Due to implemented lockdown around the globe as a result of the coronavirus pandemic, patients who go therapy for mental health have been forced to stay home. In a new study, experts explain how cognitive behavioral therapy (CBT) seems more effective via online means rather than in-person therapy sessions.
Cognitive behavioral therapy is described as a short-term and goal-oriented treatment for depression, anxiety, and other problems in people's personal lives. This form of therapy is hand-on and takes on a practical approach to solving problems.
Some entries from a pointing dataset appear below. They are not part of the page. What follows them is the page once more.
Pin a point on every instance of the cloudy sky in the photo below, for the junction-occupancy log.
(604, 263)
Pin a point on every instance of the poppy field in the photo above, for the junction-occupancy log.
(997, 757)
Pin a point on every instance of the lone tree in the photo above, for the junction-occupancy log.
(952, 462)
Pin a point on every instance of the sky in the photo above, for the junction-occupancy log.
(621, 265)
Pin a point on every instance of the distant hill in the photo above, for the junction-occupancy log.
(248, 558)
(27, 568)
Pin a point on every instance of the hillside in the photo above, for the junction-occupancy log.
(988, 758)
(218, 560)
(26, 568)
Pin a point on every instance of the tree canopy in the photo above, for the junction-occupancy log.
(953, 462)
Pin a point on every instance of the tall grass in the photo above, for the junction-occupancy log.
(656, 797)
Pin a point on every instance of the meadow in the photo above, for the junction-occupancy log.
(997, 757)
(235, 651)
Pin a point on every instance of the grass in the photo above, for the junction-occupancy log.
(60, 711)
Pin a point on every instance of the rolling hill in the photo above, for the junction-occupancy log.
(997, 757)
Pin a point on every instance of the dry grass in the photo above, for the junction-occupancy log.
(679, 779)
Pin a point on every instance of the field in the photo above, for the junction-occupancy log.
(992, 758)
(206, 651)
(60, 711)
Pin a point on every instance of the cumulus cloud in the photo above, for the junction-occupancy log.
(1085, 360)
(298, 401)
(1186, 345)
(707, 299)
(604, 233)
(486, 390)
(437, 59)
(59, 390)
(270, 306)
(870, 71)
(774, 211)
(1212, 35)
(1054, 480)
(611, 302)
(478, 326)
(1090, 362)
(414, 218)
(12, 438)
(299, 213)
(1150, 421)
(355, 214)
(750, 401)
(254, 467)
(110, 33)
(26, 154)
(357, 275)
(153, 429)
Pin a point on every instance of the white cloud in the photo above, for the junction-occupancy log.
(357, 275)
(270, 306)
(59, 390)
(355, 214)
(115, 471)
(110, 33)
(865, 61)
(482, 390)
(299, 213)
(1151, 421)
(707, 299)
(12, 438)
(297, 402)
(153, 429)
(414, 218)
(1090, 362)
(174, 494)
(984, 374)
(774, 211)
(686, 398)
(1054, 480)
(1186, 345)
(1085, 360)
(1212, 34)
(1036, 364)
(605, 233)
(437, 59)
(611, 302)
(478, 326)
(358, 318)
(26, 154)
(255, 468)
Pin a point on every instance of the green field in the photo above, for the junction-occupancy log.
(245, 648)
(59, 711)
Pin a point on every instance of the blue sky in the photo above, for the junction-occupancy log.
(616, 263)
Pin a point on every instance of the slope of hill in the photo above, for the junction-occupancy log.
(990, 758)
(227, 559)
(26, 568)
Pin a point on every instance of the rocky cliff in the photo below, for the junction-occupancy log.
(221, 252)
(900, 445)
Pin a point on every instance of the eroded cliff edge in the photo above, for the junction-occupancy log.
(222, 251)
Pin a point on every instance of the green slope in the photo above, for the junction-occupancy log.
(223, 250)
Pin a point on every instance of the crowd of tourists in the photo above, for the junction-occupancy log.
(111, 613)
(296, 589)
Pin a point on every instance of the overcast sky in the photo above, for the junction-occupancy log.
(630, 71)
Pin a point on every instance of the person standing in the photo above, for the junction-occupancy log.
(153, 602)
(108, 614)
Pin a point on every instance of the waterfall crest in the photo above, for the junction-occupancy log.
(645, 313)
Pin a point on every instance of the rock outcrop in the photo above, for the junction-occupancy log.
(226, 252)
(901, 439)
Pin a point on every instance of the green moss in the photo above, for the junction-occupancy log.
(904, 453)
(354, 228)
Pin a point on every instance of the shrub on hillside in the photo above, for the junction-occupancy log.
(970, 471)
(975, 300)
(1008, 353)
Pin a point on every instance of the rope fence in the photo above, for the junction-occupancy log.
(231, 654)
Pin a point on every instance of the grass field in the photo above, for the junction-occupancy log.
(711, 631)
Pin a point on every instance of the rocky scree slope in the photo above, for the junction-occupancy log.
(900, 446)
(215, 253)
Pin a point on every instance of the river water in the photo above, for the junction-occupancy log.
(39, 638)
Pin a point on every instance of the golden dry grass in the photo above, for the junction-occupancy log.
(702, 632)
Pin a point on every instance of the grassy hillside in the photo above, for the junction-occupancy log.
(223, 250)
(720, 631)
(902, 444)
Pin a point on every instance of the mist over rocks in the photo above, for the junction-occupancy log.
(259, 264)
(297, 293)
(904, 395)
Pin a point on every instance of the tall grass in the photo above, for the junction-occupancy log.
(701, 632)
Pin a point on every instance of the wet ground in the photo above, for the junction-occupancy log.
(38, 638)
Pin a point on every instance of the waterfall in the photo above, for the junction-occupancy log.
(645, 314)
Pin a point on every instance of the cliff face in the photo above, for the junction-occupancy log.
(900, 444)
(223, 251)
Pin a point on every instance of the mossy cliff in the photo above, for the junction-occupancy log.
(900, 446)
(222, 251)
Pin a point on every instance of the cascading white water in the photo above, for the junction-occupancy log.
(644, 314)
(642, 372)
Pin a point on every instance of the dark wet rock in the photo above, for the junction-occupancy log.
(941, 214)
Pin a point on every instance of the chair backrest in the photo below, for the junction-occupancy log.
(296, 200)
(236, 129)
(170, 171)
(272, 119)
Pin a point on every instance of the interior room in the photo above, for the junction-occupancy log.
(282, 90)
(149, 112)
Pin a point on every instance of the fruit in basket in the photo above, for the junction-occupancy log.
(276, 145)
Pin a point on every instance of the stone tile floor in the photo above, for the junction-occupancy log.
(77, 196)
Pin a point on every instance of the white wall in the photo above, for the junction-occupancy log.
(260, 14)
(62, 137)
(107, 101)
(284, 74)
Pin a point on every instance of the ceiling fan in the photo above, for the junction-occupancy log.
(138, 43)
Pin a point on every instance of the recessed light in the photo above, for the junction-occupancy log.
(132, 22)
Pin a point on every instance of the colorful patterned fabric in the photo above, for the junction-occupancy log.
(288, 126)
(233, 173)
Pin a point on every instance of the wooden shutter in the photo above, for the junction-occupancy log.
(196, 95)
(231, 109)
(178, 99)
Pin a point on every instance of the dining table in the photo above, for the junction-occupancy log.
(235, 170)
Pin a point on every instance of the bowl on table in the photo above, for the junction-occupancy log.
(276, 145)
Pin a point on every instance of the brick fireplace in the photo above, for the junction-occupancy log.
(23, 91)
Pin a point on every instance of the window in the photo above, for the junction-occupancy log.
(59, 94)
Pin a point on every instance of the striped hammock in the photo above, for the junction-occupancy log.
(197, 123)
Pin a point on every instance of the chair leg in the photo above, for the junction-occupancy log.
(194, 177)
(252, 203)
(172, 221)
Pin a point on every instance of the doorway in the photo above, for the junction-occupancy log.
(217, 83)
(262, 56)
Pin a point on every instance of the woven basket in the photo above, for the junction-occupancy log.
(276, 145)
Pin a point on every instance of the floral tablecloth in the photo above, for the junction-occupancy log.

Normally, sessions occur for an hour once a week until the CBT is completed in a matter of months. The strategized behavioral therapy works on finding ways for patients to discover how to cope with their specific problems in the long run.
However, several obstacles hinder patients from receiving appropriate therapy sessions such as waiting to be scheduled and the lack of available therapists. Some patients also live too far from where therapists conduct CBT.
Online Cognitive Behavioral Therapy
A team from McMaster University in Ontario, Canada published their study in The Lancet in June. Therapists and their patients were connected online via video conferences, email, text messages, and apps. Patients said that the level of satisfaction via online was the same as in-person therapy sessions.
Professor Zena Samaan from the university and a psychiatrist at St. Joseph's Healthcare Hamilton said, 'Although this study started before the current COVID-19 pandemic, it is timely and assuring that treatment delivered electronically works as well if not better than face to face and there is no compromise on the quality of care that patients are receiving during this stressful time.'
In a separate study that analyzed the effectiveness of CBT for patients with health anxiety or hypochondriasis, Professor Erik Hedman-Lagerlöf from the Department of Clinical Neuroscience at Karolinska Institutet, Sweden shares his insight with online therapy. 'The results show that a treatment delivered exclusively online is sufficient to achieve tough and required behavioral changes. This is especially relevant now when the coronavirus pandemic limits our opportunities for physical meetings, while the fear of being affected by a severe health condition is discussed more frequently.'
Debunked Psychotherapy Perceptions
In the Canadian study, the team compared 17 cognitive behavioral therapies via online versus face-to-face sessions between 2003 and 2018 in several countries. Samaan said that their meta-analysis debunked several psychotherapy perceptions, such as in-person human connection.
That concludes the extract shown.